Chciałabym, żeby były już święta - nic nie działa na mnie tak kojąco, jak śnieg za oknami, czas na czytanie książek, mróz bezlitośnie szczypiący policzki kiedy tylko opuści się ciepłe mieszkanie... O tak, zwłaszcza mróz. Nie miałam pojęcia, że można tak bardzo kochać jakąś porę roku, ale wraz z nadejściem każdej kolejnej zimy coraz bardziej uświadamiam sobie, że gdybym tylko mogła, natychmiast rzuciłabym wszystko i uciekła hen, na północ, byle dalej.

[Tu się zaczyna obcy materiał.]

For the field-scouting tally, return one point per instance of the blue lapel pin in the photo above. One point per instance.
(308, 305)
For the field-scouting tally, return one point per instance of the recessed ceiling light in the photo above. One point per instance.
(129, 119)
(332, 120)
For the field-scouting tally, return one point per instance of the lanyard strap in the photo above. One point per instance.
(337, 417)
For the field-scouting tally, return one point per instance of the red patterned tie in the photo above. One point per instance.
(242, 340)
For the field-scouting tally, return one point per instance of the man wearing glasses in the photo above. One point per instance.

W moim odczuciu lato jest zbyt hałaśliwe, zbyt żywe; nie dość, że ludzie biegają jak szaleni, ciągle coś robią, przejmują się, są rozemocjonowani, to jeszcze pogoda co rusz się zmienia - w jednej chwili świeci słońce, a już parę godzin później szaleje burza... Która zwykle szybko się kończy i znowu mamy bezchmurne niebo. Zwariować można. Zimą (taką prawdziwą, nie naszą polską, wczesnogrudniową ciapą) wszystko zasypia pod warstwą śniegu, różnice w pogodzie ograniczają się do mrozu dużego i większego, a i żadne oberwanie chmury nikogo nie zaskoczy - ot, albo będzie padał śnieg, albo nie. Sporo osób zamyka się w domach na cztery spusty, bo za zimno, rodzice z małymi dziećmi nie chodzą stadami po parkach, bo za zimno. Ptaki nie skrzeczą, bachory nie wrzeszczą, zbyt wiele psów też nie szczeka na dworze, bo i właściciele zwykle na krócej z nimi wychodzą. Ech, zima mogłaby trwać wiecznie.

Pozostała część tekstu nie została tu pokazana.